Luke 5:6-8 New Living Translation (NLT)
And this time their nets were so full of fish they began to tear! A shout for help brought their partners in the other boat, and soon both boats were filled with fish and on the verge of sinking.When Simon Peter realized what had happened, he fell to his knees before Jesus and said, “Oh, Lord, please leave me—I’m such a sinful man.”

Fishermen at that time were gruff, unkempt, vile, shabbily dressed, and often used vulgar language.  The fishermen of the first century were a man’s man.  They were full of vigor and had boisterous tempers.  This is perhaps why James and his brother John were called the Sons of Thunder

when Jesus told them (Peter and Andrew) to “follow me” they simply walked away and left everything they had without a second thought (Luke 5:9-1).  Consider the fact that this meant that they left everything – all of their fishing boats, their fishing nets, and all the accessories that came with their trade.  How many today would be willing to leave their own business to follow Someone that had simply asked them to follow Him?

As mentioned earlier, Peter was among the first disciples called by Jesus and he was frequently their spokesman – for good or bad.  One thing that he is credited with is the special insight that he had concerning Jesus’ identity.  Peter was the first to call Jesus the Son of the Living God – the Messiah (Mark 8:29, Luke 9:20, Matt. 16:16-17).   When Jesus called him, Peter knew that He was of God and felt unworthy to be in Jesus presence (Luke 5:6-8).   Even so, Jesus did not hesitate and told Peter and Andrew that He would make them “fishers of men” (Mark 1:17).

Some of the Crazy things Peter alone could do:

  • Catching 153 big fishes while they had fished the whole night but not even a fish – John 21: 5-11
  • Peter Rebuking Jesus – Matthew 16:22
  • Peter at the mount of Transfiguration – Matthew 17:1-13 – Lord let us build three tents
  • Peter Says I will not leave you even if I have to die – Matthew 26:35, Mark 14:31
  • Peter goes for fishing and pays the Tax – Matthew 17:24-27

After Christ’s death in Jerusalem, Peter became the head of the church.  He traveled widely proclaiming the way of Jesus everywhere he went.  He had been in Rome when persecution against Christians (who refused to worship the emperor) became increasingly frequent and violent.  Warned that his life was in grave danger, he decided to flee the city following the Appian Way to safer ground. 

He got as far as the ground where this little church stands.

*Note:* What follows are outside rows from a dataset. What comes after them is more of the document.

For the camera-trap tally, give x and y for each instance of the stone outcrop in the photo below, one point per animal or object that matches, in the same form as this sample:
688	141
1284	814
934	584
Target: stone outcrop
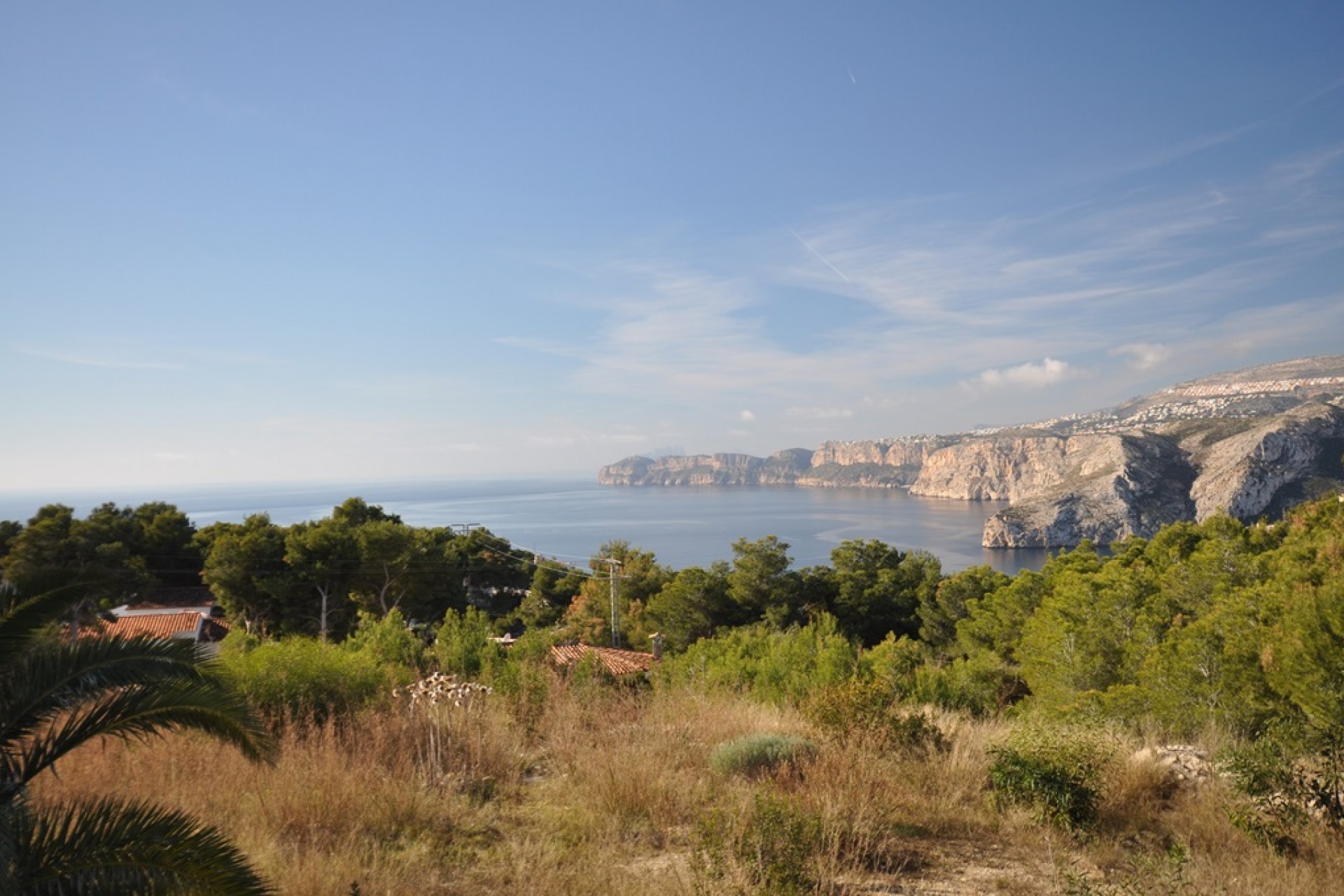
1246	475
1252	442
1110	488
783	468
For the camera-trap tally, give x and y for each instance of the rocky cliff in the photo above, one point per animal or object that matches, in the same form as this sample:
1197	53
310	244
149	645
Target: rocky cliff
1252	442
783	468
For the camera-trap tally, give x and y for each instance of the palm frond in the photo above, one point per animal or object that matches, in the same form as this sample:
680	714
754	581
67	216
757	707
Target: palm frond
113	846
26	618
140	713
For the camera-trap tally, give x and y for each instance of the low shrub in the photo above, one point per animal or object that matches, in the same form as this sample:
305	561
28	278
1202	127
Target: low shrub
870	710
761	754
304	678
1285	778
772	849
1057	771
772	665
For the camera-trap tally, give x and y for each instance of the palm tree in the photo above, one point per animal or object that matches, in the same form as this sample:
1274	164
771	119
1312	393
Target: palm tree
57	695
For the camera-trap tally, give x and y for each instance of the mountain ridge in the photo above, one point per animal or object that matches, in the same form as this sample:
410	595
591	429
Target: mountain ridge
1250	442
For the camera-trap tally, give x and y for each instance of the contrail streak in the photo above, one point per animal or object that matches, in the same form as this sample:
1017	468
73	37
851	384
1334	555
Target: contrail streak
819	255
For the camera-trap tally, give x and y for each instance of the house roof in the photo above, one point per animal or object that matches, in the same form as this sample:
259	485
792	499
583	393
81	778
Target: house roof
619	663
159	625
168	599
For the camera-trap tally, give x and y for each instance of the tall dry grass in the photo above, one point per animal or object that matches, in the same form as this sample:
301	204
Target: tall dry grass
609	792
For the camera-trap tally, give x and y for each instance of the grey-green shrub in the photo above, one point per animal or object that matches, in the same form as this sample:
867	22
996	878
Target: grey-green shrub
761	754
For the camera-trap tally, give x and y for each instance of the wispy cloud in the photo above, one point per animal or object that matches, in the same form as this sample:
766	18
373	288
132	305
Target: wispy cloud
88	359
818	413
1030	375
936	296
1144	356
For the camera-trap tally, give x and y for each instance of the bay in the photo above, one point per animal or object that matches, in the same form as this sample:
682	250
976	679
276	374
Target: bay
570	519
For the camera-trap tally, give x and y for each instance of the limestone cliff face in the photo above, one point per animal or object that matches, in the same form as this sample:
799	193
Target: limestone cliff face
996	469
783	468
1245	475
1112	488
910	451
1249	442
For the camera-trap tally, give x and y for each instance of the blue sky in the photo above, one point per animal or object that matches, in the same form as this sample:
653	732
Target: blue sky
349	242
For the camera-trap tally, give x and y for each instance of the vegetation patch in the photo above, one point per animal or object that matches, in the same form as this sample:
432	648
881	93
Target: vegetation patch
761	754
1056	771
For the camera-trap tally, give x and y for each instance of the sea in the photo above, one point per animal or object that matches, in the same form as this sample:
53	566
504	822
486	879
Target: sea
570	519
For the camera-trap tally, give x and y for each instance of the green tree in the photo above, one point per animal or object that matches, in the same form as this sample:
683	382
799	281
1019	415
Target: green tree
638	578
464	645
554	587
166	539
760	582
691	606
324	555
246	571
58	695
945	606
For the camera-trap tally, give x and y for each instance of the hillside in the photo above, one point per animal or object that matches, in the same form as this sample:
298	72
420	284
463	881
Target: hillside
1252	442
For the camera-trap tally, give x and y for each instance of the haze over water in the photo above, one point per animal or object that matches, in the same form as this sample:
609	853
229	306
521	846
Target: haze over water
570	519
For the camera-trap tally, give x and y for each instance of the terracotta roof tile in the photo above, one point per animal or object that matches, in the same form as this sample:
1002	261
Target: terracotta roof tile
159	625
619	663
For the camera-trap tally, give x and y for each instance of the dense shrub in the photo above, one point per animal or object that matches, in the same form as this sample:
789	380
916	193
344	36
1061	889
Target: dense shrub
1285	778
304	678
464	645
1057	771
387	640
761	754
870	710
774	666
771	849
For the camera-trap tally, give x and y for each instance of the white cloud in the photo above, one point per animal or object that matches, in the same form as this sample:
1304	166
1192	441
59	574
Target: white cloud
1144	356
819	413
1028	375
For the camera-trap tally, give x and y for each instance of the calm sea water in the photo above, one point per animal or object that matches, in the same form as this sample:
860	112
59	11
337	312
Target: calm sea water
570	519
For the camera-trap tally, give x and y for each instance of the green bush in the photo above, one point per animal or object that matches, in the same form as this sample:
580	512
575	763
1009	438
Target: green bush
1057	771
774	666
304	678
388	641
869	708
773	849
464	644
761	754
1287	777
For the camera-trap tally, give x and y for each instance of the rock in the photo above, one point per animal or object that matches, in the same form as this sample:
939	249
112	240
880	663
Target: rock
1250	442
1110	488
783	468
1243	475
1183	763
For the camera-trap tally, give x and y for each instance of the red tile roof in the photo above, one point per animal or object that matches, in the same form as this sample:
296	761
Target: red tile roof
619	663
158	625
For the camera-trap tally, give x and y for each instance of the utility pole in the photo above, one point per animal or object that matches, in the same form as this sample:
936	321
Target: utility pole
613	566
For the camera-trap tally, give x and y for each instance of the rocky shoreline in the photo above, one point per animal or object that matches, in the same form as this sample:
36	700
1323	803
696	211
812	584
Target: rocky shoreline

In Latin, the church is called “Chiesa del Domine Quo Vadis.”  In English, it literally means “The Church of ‘Lord, Where are You Going?’.”  As Peter fled the city, it was here that he encountered the risen Christ.   Peter saw Jesus walking in the opposite direction going back toward the city of Rome.  Peter – astonished – asked Jesus, “Lord, where are you going?”  Jesus responded, “I am going back to Rome to be crucified again.”

Peter obeyed.  He returned, was arrested, and crucified upside down on a cross.

In the days leading up to Peter’s death, almost all of the apostles had been martyred.  Did Jesus actually predict Peter’s death by crucifixion when He said that “when you are old you will stretch out your hands, and another will dress you and take you where you do not want to go” (John 21:18-19)?  The church historian Tertullian, Origen, and Eusebius state that Peter’s was stretched out by his hands, he was dressed in prison garb, he was taken where no one wanted to go (a crucifixion), and was crucified.  He was said to be crucified upside down because he felt unworthy to be crucified in the way that the Lord Jesus Christ had been.